「…利乃ちゃんて、ときどき怖いよね」
「うわ、ヒドーっ。私だって、四人でいるのが楽しいからだもん。トモくんは違うの?麗奈ちゃんとさえいれれば、それでいい?」
利乃ちゃんの大きな瞳が、俺を見つめる。
それをまっすぐに見つめ返して、俺は笑った。
「んなわけねーじゃん。俺も利乃ちゃんと同じだよ」
彼女は、ニッコリと笑い返してくれた。
*
「えーと。利乃が紅茶で、トモがコーラ…」
三つある自販機を見渡して、目的のものがある場所を確認する。
隣を向いて、「池谷くんは何にする?」と訊いた。
「…んー、どうしよ。

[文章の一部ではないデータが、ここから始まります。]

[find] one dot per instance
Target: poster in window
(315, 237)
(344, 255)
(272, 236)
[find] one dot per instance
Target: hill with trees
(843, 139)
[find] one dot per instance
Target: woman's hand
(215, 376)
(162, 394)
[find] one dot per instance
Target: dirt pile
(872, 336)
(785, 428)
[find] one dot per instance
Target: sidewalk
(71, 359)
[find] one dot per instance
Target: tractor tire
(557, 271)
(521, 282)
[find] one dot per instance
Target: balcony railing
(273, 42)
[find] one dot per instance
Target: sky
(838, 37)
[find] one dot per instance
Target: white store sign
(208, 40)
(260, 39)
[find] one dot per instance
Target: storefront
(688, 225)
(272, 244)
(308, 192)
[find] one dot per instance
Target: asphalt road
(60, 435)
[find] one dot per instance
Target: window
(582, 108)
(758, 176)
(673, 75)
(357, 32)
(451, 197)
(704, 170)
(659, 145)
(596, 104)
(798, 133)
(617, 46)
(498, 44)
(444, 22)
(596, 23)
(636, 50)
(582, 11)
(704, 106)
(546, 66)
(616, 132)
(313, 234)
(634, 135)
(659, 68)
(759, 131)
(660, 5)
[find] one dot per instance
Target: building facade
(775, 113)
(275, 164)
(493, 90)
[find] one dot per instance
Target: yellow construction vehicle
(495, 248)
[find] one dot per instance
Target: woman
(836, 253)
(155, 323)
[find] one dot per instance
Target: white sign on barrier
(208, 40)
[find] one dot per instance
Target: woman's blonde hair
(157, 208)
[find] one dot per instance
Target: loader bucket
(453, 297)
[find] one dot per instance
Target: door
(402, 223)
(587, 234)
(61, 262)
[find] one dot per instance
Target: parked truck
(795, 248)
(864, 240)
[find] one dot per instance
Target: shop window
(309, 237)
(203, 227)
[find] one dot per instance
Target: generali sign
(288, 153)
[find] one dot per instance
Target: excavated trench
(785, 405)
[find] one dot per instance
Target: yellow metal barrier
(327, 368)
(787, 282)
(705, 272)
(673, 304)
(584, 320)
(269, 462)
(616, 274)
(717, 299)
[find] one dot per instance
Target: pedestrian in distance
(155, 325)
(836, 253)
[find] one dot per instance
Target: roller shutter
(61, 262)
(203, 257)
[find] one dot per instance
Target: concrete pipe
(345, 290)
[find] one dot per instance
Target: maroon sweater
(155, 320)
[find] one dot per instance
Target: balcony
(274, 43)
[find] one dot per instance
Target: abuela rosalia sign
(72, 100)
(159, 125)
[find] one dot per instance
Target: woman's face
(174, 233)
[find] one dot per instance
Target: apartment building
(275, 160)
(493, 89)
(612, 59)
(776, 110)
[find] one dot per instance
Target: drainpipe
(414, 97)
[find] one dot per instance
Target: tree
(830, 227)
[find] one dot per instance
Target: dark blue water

迷う」
池谷くんは自販機を見渡して、考え込む。
あたしはどうしよーかな。
甘いのが飲みたい気もするし、炭酸を飲みたい気もするし。
迷う、なぁ。
ちら、と池谷くんの横顔を見る。
なんだか真剣に考えているみたいで、ちょっと面白い。
…ジャンケン、トモとならなくてよかった。
どんな顔すればいいのかわかんないし、絶対ぎこちなくなっちゃう。